Строительная компания, что собиралась на месте старого дома возвести очередной небоскреб, потратила кучу времени на поиск источника фиолетового пламени. Огонь они так и не нашли. Но, потеряв три десятка рабочих, сдались и оставили здание в покое. К моему глубочайшему облегчению.
Фиолетового огня я не боялся. Мне же было шестнадцать. В этом возрасте кажется, что умереть может абсолютно каждый, но не ты. Кто угодно, но никак не ты. Нет, сам ты мог умереть лишь при одном-единственном условии: если бы сам того захотел. А я тогда желал этого даже больше, чем секса. Не пойми неправильно, я не страдал депрессией, не считал свою жизнь кошмарным дерьмом и не проклинал окружение. Для меня смерть казалась лишь еще одним развлечением. Золотой мальчик, всю жизнь обладавший всем, чего бы он ни захотел, был уверен, что и смерть станет лишь еще одним его трофеем и не больше.
Понятия не имею, о чем я тогда думал. Наверное, о скуке и о том, как бы поскорее развеять её, но в один дождливый вечер я, самоуверенный и слишком смелый отчасти из-за пары глотков отцовского виски, перелез через забор к вожделенному зданию, пробрался в его старые, обветшалые комнаты, в которых жили люди за двести лет до моего рождения, забрался на чердак и пережил один из самых ярких моментов в моей жизни.
Только представь: вокруг меня клубилась тьма, хоть глаз выколи, и лишь одинокое круглое окно позволяло свету городских фонарей и реклам пробиваться сквозь его стекло толстым лучом холодного света. Он не рассеивался, а был четко очерчен.
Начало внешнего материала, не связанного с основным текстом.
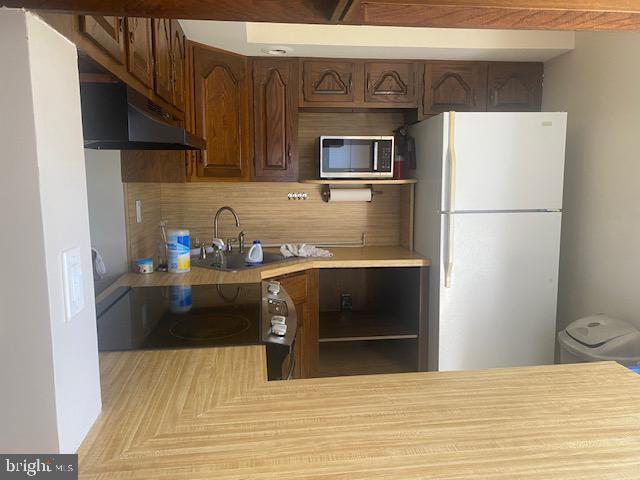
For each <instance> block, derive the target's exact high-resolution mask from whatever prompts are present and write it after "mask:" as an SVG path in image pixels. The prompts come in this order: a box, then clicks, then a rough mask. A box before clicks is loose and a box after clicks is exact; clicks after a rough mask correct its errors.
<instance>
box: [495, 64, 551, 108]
mask: <svg viewBox="0 0 640 480" xmlns="http://www.w3.org/2000/svg"><path fill="white" fill-rule="evenodd" d="M542 75H543V65H542V63H491V64H489V105H488V107H487V110H489V111H492V112H527V111H531V112H538V111H540V109H541V105H542Z"/></svg>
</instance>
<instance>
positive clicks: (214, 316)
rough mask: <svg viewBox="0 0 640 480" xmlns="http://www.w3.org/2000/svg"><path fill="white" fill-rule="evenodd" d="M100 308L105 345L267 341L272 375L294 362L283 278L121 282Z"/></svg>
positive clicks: (101, 326) (291, 304)
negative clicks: (166, 283)
mask: <svg viewBox="0 0 640 480" xmlns="http://www.w3.org/2000/svg"><path fill="white" fill-rule="evenodd" d="M96 314H97V323H98V349H99V350H100V351H110V350H147V349H175V348H214V347H223V346H239V345H265V346H266V349H267V369H268V373H269V379H270V380H276V379H285V378H291V374H292V372H293V369H294V368H295V360H296V359H295V358H294V353H293V352H294V348H293V346H294V342H295V340H296V331H297V318H296V312H295V307H294V305H293V302H292V301H291V298H290V297H289V295H288V294H287V292H286V291H285V290H284V289H283V288H281V287H280V284H279V283H278V282H273V281H266V282H261V283H246V284H216V285H172V286H168V287H122V288H118V289H116V290H115V291H114V292H113V293H112V294H110V295H109V296H108V297H107V298H105V299H104V300H102V301H100V302H99V303H97V304H96ZM285 365H286V371H284V372H283V369H284V368H285Z"/></svg>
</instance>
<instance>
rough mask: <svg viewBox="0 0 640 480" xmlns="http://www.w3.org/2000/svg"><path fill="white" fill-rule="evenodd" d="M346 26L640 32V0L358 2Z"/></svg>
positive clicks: (549, 0)
mask: <svg viewBox="0 0 640 480" xmlns="http://www.w3.org/2000/svg"><path fill="white" fill-rule="evenodd" d="M342 23H346V24H351V25H387V26H403V27H441V28H498V29H531V30H640V1H638V0H354V1H353V2H352V3H351V5H350V6H349V8H348V10H347V11H346V12H345V14H344V15H343V18H342Z"/></svg>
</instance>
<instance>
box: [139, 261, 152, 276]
mask: <svg viewBox="0 0 640 480" xmlns="http://www.w3.org/2000/svg"><path fill="white" fill-rule="evenodd" d="M135 263H136V272H138V273H153V258H138V259H137V260H136V261H135Z"/></svg>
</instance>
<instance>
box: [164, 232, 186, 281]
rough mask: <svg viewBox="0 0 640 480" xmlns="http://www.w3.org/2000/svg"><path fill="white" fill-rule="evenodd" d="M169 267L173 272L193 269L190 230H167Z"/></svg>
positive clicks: (167, 253)
mask: <svg viewBox="0 0 640 480" xmlns="http://www.w3.org/2000/svg"><path fill="white" fill-rule="evenodd" d="M167 257H168V258H167V264H168V265H167V268H168V270H169V271H170V272H172V273H185V272H188V271H190V270H191V247H190V242H189V230H184V229H180V230H169V231H168V232H167Z"/></svg>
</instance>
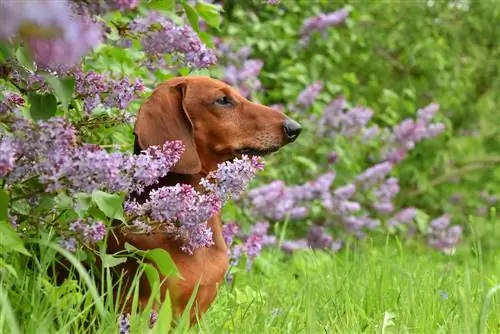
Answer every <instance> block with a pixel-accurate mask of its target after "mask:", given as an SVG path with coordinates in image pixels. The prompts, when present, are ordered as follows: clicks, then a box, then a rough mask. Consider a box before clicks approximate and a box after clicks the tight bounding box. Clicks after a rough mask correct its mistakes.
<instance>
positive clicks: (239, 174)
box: [201, 155, 264, 200]
mask: <svg viewBox="0 0 500 334" xmlns="http://www.w3.org/2000/svg"><path fill="white" fill-rule="evenodd" d="M263 168H264V163H263V160H262V158H260V157H257V156H253V157H251V158H250V157H249V156H247V155H242V157H241V159H238V158H235V159H234V160H233V161H232V162H223V163H221V164H219V166H218V168H217V170H216V171H214V172H211V173H209V174H208V175H207V177H206V178H205V179H203V180H202V182H201V184H202V185H203V187H204V188H205V189H206V190H208V191H214V192H216V193H217V195H218V196H219V197H220V198H221V199H223V200H227V199H231V198H233V197H234V195H239V194H240V193H242V192H243V190H244V189H245V187H246V186H247V185H248V183H249V182H250V181H251V180H252V179H253V178H254V177H255V174H256V173H257V172H259V171H261V170H262V169H263ZM210 180H217V182H215V183H214V182H211V181H210Z"/></svg>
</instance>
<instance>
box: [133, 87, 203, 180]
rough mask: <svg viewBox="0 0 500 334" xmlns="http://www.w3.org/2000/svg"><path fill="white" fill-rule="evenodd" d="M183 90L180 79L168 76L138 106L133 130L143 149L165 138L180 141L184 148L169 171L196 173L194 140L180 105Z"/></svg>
mask: <svg viewBox="0 0 500 334" xmlns="http://www.w3.org/2000/svg"><path fill="white" fill-rule="evenodd" d="M186 89H187V81H186V80H185V79H184V78H175V79H170V80H168V81H167V82H165V83H163V84H161V85H159V86H158V88H156V89H155V90H154V92H153V94H151V96H150V97H149V99H148V100H147V101H146V102H145V103H144V104H143V105H142V106H141V109H140V110H139V114H138V116H137V121H136V123H135V130H134V133H135V135H136V144H138V146H139V147H140V149H143V150H144V149H146V148H148V147H149V146H152V145H163V143H165V142H166V141H168V140H182V142H183V144H184V146H185V147H186V150H185V151H184V153H183V154H182V156H181V158H180V160H179V161H178V162H177V164H176V165H175V166H174V167H173V168H172V172H174V173H179V174H196V173H198V172H199V171H200V170H201V162H200V158H199V156H198V152H197V150H196V144H195V142H194V134H193V124H192V122H191V119H190V118H189V115H188V113H187V110H185V108H184V97H185V93H186ZM135 146H136V149H138V148H139V147H137V145H135Z"/></svg>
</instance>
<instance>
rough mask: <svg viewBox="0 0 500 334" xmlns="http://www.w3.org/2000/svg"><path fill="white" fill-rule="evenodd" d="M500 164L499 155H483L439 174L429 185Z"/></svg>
mask: <svg viewBox="0 0 500 334" xmlns="http://www.w3.org/2000/svg"><path fill="white" fill-rule="evenodd" d="M498 164H500V156H491V157H485V158H481V159H475V160H471V161H469V162H467V163H466V164H465V166H463V167H460V168H456V169H454V170H452V171H450V172H449V173H447V174H444V175H441V176H438V177H436V178H435V179H433V180H431V182H429V186H430V187H437V186H439V185H441V184H442V183H445V182H447V181H450V180H451V179H453V178H455V177H457V176H462V175H464V174H467V173H469V172H471V171H475V170H480V169H486V168H490V167H493V166H494V165H498ZM426 190H427V189H416V190H413V191H410V192H408V193H406V194H404V195H403V196H402V199H403V200H406V199H408V198H410V197H414V196H418V195H422V194H423V193H424V192H425V191H426Z"/></svg>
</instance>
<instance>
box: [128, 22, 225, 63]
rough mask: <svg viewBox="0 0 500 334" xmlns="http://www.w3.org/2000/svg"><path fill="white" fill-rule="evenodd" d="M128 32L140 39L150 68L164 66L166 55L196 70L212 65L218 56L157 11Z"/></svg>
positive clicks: (192, 33)
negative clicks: (132, 33) (134, 35)
mask: <svg viewBox="0 0 500 334" xmlns="http://www.w3.org/2000/svg"><path fill="white" fill-rule="evenodd" d="M129 29H130V31H131V32H132V33H133V34H136V35H138V36H140V38H141V44H142V48H143V50H144V52H145V53H146V54H147V56H148V58H149V65H150V67H151V68H154V67H161V66H164V65H165V58H164V57H165V56H166V55H172V56H174V58H173V59H174V60H176V62H177V63H180V64H183V65H188V66H191V67H195V68H205V67H209V66H211V65H214V64H215V63H216V61H217V57H216V56H215V54H214V52H213V51H212V50H211V49H209V48H207V47H206V46H205V44H203V42H202V41H201V40H200V38H199V37H198V35H196V33H195V32H194V30H193V29H192V28H191V27H190V26H189V25H181V26H179V25H176V24H175V23H173V22H172V21H171V20H170V19H169V18H167V17H166V16H163V15H161V14H160V13H158V12H149V13H148V16H146V17H144V18H139V19H135V20H134V21H133V22H131V23H130V25H129Z"/></svg>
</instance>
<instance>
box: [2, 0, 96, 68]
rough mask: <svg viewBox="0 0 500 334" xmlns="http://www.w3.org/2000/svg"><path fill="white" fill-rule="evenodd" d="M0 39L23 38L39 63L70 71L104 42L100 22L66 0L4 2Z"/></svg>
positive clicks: (38, 62)
mask: <svg viewBox="0 0 500 334" xmlns="http://www.w3.org/2000/svg"><path fill="white" fill-rule="evenodd" d="M0 21H1V22H2V27H1V28H0V39H9V38H13V37H18V36H19V37H21V38H22V39H23V40H24V41H25V43H26V45H28V47H29V48H30V49H31V51H32V53H33V57H34V60H35V62H36V63H37V65H38V66H39V67H41V68H44V69H51V70H56V71H58V70H63V71H64V70H67V69H69V68H71V67H73V66H75V65H76V64H77V63H78V62H79V61H80V60H81V59H82V57H83V56H85V55H86V54H87V53H89V52H90V51H91V50H92V49H93V48H94V47H96V46H97V45H98V44H100V42H101V37H102V31H101V28H100V26H99V25H98V24H94V23H93V22H91V21H90V20H89V19H88V18H85V17H82V16H78V15H76V14H75V13H73V11H72V9H71V6H70V5H69V3H68V2H67V1H47V0H39V1H27V2H19V3H17V2H12V1H6V2H5V1H4V2H2V3H1V4H0Z"/></svg>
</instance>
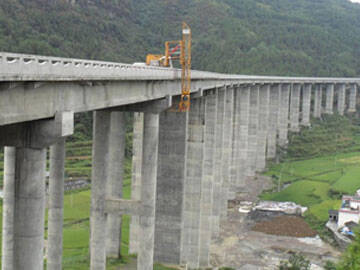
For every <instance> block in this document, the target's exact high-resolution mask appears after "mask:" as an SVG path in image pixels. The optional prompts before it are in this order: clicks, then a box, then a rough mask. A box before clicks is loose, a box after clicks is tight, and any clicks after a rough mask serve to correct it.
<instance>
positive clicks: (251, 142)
mask: <svg viewBox="0 0 360 270" xmlns="http://www.w3.org/2000/svg"><path fill="white" fill-rule="evenodd" d="M259 88H260V86H259V85H255V86H252V87H251V88H250V110H249V133H248V134H249V135H248V151H247V161H248V162H247V168H246V169H247V176H254V175H255V172H256V154H257V141H258V140H257V135H258V134H257V132H258V125H259Z"/></svg>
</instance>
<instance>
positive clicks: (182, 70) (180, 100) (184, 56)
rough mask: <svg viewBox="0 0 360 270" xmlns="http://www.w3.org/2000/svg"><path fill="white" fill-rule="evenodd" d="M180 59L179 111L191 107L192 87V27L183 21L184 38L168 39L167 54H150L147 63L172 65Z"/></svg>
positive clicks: (166, 48) (163, 66)
mask: <svg viewBox="0 0 360 270" xmlns="http://www.w3.org/2000/svg"><path fill="white" fill-rule="evenodd" d="M174 60H178V61H179V62H180V65H181V100H180V103H179V111H181V112H186V111H189V109H190V88H191V29H190V27H189V26H188V25H187V24H186V23H185V22H183V24H182V40H175V41H166V42H165V55H161V54H148V55H147V56H146V64H147V65H149V66H160V67H172V62H173V61H174Z"/></svg>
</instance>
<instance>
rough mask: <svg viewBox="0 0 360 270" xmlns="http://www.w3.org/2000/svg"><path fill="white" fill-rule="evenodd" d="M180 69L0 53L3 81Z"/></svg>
mask: <svg viewBox="0 0 360 270" xmlns="http://www.w3.org/2000/svg"><path fill="white" fill-rule="evenodd" d="M180 78H181V71H180V70H179V69H171V68H163V67H148V66H136V65H131V64H123V63H114V62H103V61H94V60H84V59H72V58H59V57H48V56H39V55H26V54H15V53H6V52H0V81H94V80H96V81H98V80H102V81H109V80H179V79H180ZM192 79H193V80H207V79H212V80H235V81H237V82H239V83H248V82H264V83H277V82H291V83H354V82H356V83H359V82H360V78H325V77H318V78H315V77H314V78H312V77H278V76H252V75H235V74H222V73H214V72H206V71H198V70H193V71H192Z"/></svg>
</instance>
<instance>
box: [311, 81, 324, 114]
mask: <svg viewBox="0 0 360 270" xmlns="http://www.w3.org/2000/svg"><path fill="white" fill-rule="evenodd" d="M321 104H322V86H321V84H317V85H316V86H315V90H314V112H313V115H314V117H315V118H320V117H321V110H322V106H321Z"/></svg>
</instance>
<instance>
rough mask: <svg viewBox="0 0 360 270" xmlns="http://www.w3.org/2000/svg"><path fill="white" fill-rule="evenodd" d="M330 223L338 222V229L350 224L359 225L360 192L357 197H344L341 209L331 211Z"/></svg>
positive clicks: (341, 204)
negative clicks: (351, 222) (354, 223)
mask: <svg viewBox="0 0 360 270" xmlns="http://www.w3.org/2000/svg"><path fill="white" fill-rule="evenodd" d="M329 221H331V222H336V223H337V227H338V228H342V227H344V226H346V224H347V223H349V222H354V223H357V224H359V221H360V190H358V191H357V193H356V195H355V196H348V195H346V196H343V197H342V204H341V208H340V209H339V210H338V211H337V210H329Z"/></svg>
И я видел, как внутри него вьются светящиеся точки – вековые пылинки. Я тогда простоял во тьме чердака, кажется, целую вечность, завороженно наблюдая за тем, как мощные сквозняки гоняют пылинки в этом пучке света, будто маленьких рыбок в аквариуме. В тот момент мне вновь захотелось поверить в магию, в волшебство. Но подойти к чердачному окну я так и не решился. Отчего-то вид мира через его стекла приобрел для меня еще большее значение, чем в давнем детстве. Будто я никогда не забывал о своей мечте, будто ею только и грезил все эти годы.
Только не смейся надо мной, хорошо? И не спрашивай, почему я, оказавшись в каком-то метре от воплощения своей главной мечты, остановился. Причину понять не так уж и сложно. Мне не хотелось терять то последнее, что действительно имело для меня значение. А, знаешь ли, в шестнадцать лет очень трудно ценить хоть что-то. Даже своя собственная жизнь кажется куском торта, который можно съесть, выбросить в помойное ведро или просто покромсать на маленькие кусочки. Шестнадцать лет – страшный возраст. В это время мы совершаем слишком много ошибок, за которые расплачиваемся затем всю оставшуюся жизнь. Тогда и я совершил свою ошибку, так и не заглянув в окно, еще не зная, к чему все это приведет. Если бы в тот день сквозь чердачное стекло я ничего не увидел, я бы окончательно разочаровался в жизни и... Никогда бы больше не вернулся в это место.
Но я не заглянул.
И я вернулся.
И тогда вторая ключевая фигура помимо окна ворвалась в мою жизнь.